Geçenlerde bir arkadaşımla konuşurken konu bir şekilde, arkadaşlık, dostluk, başkalarına insancıl yaklaşmak, iyilik yapmak, yapmamak, neyin beklenir olduğu v.s. bir araba “iyi” olma ya da olmama alternatifine geldi. Kendisi “eski” bir arkadaşım olarak, ve muhtemelen hangi düğmelere basarsa ne olacağını bilen biri olarak az laf edip çekilip “hadi bakalım çık çıkabilirsen düşünerek bu işin içinden” noktasına beni çok getirmiş biridir.

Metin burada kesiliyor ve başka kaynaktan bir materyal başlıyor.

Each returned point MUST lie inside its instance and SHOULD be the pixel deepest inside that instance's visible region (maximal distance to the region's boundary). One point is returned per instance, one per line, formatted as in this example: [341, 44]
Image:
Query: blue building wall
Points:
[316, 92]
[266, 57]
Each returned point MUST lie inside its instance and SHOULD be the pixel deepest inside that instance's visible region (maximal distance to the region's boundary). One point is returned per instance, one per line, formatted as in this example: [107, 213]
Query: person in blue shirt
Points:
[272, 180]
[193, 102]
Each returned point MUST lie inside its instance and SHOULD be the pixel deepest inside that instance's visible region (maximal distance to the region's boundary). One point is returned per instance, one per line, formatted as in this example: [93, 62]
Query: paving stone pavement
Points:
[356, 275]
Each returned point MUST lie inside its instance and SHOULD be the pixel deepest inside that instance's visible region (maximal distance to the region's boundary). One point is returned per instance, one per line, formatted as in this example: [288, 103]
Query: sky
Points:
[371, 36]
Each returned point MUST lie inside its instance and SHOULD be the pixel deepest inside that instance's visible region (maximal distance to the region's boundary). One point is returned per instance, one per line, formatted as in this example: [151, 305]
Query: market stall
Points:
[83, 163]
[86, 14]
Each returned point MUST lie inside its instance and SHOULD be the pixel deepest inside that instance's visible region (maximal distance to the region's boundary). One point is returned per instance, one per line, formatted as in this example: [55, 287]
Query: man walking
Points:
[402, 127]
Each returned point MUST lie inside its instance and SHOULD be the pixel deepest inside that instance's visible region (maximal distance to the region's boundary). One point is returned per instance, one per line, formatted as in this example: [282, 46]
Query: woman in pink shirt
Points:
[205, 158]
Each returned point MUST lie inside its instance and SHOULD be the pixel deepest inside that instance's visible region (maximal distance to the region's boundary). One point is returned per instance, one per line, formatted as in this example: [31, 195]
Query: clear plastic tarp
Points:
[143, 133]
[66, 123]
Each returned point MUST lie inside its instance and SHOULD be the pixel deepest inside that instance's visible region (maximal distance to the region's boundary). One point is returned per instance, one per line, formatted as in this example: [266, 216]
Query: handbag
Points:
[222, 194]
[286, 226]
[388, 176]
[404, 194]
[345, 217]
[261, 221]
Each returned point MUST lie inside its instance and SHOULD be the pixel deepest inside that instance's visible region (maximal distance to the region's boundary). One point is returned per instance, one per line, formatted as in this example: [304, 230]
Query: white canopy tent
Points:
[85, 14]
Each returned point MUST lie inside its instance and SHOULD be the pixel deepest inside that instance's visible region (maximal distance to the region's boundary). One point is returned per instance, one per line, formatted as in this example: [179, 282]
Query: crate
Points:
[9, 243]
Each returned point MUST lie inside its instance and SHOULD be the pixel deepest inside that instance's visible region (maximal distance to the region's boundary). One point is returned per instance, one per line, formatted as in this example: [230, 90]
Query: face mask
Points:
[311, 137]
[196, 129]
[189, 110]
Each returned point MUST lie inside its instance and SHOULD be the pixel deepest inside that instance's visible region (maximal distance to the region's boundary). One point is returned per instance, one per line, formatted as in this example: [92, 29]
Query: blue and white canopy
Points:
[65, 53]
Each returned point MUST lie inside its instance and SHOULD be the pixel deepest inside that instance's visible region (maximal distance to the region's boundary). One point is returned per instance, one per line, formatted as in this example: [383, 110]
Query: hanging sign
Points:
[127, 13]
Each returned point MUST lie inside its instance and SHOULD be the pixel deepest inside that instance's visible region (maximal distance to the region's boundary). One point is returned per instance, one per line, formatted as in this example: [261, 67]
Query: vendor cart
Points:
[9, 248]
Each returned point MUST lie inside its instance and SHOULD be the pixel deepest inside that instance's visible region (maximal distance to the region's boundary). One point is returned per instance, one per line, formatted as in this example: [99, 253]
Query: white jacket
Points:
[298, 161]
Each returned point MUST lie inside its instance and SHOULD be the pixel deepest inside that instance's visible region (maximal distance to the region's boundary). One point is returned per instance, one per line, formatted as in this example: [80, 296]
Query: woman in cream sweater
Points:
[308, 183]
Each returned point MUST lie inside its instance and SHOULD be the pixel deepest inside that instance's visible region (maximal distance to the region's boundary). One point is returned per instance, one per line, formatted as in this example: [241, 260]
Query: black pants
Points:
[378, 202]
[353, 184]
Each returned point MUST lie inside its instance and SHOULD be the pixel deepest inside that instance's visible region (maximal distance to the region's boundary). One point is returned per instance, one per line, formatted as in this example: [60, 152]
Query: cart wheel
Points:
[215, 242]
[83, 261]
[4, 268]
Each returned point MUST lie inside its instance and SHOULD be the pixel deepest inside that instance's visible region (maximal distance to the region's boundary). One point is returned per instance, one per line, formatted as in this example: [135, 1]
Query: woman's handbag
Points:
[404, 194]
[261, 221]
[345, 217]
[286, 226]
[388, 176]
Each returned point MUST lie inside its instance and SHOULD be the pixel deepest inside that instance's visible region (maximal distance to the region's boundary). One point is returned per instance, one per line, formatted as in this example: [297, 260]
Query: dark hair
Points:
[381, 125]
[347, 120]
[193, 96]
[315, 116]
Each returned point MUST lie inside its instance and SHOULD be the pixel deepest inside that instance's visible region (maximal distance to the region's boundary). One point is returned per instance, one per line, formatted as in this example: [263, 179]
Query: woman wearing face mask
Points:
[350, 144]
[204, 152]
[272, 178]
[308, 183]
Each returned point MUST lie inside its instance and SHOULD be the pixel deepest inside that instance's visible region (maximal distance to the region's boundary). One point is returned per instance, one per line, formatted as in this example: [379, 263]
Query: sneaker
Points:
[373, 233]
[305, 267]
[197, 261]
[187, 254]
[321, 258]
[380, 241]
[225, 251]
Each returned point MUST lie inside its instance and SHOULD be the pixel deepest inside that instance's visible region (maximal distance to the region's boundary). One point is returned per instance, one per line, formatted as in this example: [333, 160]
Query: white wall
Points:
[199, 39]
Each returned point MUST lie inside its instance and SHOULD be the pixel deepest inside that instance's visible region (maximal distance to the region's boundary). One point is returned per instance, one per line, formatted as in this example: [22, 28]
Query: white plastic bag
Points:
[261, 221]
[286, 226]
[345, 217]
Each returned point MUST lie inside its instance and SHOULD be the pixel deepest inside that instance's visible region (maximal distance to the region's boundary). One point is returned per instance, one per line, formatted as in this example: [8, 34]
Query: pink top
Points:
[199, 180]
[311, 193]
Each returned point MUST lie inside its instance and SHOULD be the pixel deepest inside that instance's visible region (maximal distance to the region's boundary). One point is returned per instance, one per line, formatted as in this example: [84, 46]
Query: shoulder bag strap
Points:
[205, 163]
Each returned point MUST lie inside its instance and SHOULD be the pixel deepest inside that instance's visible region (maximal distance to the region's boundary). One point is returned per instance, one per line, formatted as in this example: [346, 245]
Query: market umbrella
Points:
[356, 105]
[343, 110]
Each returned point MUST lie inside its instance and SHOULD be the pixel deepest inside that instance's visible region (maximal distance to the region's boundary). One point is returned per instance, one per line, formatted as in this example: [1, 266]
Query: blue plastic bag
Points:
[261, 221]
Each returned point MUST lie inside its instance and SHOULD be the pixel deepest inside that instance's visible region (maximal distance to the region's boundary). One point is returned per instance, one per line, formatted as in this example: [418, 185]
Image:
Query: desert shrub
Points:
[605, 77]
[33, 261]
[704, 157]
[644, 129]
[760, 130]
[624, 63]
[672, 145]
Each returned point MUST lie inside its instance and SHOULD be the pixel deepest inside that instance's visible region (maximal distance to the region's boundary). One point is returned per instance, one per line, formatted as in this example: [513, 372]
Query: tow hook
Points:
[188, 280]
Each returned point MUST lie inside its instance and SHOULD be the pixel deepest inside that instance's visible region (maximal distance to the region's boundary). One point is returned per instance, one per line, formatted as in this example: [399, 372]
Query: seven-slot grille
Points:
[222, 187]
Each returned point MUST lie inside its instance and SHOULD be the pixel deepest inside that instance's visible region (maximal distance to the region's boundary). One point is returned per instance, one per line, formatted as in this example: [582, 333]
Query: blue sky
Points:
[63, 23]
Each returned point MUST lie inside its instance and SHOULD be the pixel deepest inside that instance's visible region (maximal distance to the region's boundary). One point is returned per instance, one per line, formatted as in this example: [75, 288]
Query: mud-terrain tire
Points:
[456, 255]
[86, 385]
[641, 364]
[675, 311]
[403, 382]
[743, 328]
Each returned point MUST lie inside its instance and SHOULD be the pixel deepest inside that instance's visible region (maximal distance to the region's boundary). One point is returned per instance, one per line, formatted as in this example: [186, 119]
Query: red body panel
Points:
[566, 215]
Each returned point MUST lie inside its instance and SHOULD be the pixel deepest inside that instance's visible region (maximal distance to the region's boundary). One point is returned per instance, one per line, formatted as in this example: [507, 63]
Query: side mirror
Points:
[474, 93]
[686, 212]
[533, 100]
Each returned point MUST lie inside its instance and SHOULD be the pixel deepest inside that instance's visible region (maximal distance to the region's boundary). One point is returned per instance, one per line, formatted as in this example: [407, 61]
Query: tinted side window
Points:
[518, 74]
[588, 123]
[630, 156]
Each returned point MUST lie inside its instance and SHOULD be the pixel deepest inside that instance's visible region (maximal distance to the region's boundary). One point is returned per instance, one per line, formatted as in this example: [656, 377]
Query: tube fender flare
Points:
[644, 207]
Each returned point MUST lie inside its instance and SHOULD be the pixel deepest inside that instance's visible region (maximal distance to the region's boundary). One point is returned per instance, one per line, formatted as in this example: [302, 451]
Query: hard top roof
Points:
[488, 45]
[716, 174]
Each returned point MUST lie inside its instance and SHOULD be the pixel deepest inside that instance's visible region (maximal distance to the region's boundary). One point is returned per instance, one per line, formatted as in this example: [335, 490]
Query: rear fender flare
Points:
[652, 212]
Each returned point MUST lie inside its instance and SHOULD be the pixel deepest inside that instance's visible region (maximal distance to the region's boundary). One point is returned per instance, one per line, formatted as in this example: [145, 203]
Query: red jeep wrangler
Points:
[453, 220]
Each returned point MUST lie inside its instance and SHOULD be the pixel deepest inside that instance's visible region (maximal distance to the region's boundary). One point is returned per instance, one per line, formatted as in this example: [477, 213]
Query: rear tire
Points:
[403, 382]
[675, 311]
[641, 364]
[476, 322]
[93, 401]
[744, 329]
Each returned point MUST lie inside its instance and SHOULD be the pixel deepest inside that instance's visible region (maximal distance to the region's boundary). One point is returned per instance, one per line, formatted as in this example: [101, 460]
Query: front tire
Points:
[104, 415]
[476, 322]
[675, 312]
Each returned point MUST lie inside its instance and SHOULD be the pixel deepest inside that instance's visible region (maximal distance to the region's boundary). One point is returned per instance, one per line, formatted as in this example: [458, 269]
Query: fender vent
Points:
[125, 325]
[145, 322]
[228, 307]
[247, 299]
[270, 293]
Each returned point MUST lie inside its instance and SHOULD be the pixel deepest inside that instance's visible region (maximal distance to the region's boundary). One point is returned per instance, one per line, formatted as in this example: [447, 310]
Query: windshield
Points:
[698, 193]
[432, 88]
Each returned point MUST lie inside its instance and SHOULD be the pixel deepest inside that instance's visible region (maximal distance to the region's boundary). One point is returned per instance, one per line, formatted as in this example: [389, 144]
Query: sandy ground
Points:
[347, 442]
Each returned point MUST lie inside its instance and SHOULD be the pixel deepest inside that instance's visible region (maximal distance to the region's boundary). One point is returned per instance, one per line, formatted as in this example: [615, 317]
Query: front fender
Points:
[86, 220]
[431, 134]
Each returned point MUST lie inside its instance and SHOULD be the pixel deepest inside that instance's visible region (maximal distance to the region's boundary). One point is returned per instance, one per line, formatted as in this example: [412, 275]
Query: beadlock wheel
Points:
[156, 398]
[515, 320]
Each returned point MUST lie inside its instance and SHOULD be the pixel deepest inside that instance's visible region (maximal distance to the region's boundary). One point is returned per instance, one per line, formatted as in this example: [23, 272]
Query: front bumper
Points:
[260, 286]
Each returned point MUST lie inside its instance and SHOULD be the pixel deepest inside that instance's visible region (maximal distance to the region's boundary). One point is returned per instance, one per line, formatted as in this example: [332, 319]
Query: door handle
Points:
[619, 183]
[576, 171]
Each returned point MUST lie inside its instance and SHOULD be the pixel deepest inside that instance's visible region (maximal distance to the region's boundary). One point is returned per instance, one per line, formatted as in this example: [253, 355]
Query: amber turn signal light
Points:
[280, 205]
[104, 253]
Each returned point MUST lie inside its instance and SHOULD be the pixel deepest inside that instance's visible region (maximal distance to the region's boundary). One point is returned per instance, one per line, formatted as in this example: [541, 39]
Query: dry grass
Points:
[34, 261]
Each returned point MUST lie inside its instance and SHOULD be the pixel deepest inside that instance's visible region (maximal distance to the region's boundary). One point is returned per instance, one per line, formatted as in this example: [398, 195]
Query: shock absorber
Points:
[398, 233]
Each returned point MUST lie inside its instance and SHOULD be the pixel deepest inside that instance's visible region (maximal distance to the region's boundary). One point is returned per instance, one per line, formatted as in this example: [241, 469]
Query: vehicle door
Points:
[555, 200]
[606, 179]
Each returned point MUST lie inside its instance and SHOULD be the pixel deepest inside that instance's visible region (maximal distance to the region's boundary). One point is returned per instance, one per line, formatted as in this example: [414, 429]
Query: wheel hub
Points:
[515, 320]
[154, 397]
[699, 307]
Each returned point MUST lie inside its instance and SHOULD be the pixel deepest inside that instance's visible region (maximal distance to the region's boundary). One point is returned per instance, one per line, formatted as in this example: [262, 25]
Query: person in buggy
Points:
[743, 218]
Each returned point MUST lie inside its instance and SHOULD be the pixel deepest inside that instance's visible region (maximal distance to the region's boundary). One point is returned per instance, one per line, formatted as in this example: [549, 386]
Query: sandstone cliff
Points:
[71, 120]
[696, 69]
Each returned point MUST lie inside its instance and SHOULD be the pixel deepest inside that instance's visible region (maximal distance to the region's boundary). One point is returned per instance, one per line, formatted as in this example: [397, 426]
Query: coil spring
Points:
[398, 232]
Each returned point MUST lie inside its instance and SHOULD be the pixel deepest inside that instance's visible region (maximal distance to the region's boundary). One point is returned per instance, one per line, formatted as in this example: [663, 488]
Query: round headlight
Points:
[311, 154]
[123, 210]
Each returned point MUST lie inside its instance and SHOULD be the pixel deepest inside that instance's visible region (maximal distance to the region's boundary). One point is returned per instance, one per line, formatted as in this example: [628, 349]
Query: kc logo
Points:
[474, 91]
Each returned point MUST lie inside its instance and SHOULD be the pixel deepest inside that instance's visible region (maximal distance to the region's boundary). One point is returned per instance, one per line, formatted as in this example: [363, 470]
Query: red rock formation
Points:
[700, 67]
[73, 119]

Uyuduğum, tuvalette ya da iş toplantısında olduğum zamanları çıkarırsak epey bir saattir bu konuşmanın üzerine düşünüyorum. Belki son söyleneceği ilk söylemek (ki insanların en sevmedikleri huylarımdan biridir…) en doğrusu olacak. İnsanlara ne kadar iyi niyetler yaklaşıp yaklaşmadığımız tamamıyla değişken bir durum. Kişiden kişiye kesinlikle ve zamandan zamana bazen değişiyor. “A” kişisine “olumlu” (her nasıl oluyorsa bu olumluluğun ölçümü) yaklaşırken, “B” kişisine çok daha “olumsuz” yaklaşabiliyoruz. Bu arada kişi bazında olduğu kadar olmasa da zamana göre de değişen yaklaşımlar oluyor. Bazı örneklerle düşünmek adına:
- Gördüğüm kadarıyla, insanlar “yanlarına kaldığını” düşündükleri haksızlıkları bir noktadan sonra hak görerek doğal karşılamaya başlıyorlar. Burada kişi ve ortam ayrımı da çok oluyor. Yani “A”‘dan olumsuz tepki gelmediği görülünce, onun karşısında devam ederken, “B” tepki veriyorsa ona karşı daha dikkatli davranılabiliyor. Aynı şey ortam için de geçerli. Istanbul’da rahatça yapılabilen bir şey, Ankara’da yapılmayabiliyor.
- İletişim problemleri insanların karşılıklı olarak davranışlarından memnun olup olmamalarında temel faktör. Bu konuda genelde düşünülmeyen, ya da düşünülemeyen “söylenenin, yazılanın karşı tarafta nasıl algılanacağı” sorusu var. Mesleğin genel olarak olumsuz boyanan imajına rağmen bu konuda satıcılık yaptığım zamanlarda öğrendiğim bir prensip var. O da “karşı tarafın algıladığı neyse gerçek odur” şeklinde özetlenebilir. Egolarına yenik düşen pek çok insan “ben ne kast ettiysem onu anlasınlar” yaklaşımındalar. Hatta işin garip tarafı, bu yaklaşımdaki pek çok insanın “bunu mu demek istedin” sorusuna alerjileri var. Açıkçası kendi sorgulanamazlığına iman etmiş insanlardan yeterince çektiğimizi düşünüyorum, bir de özel hayatımızda olmasalar hayat çok daha güzel olacak sanırım.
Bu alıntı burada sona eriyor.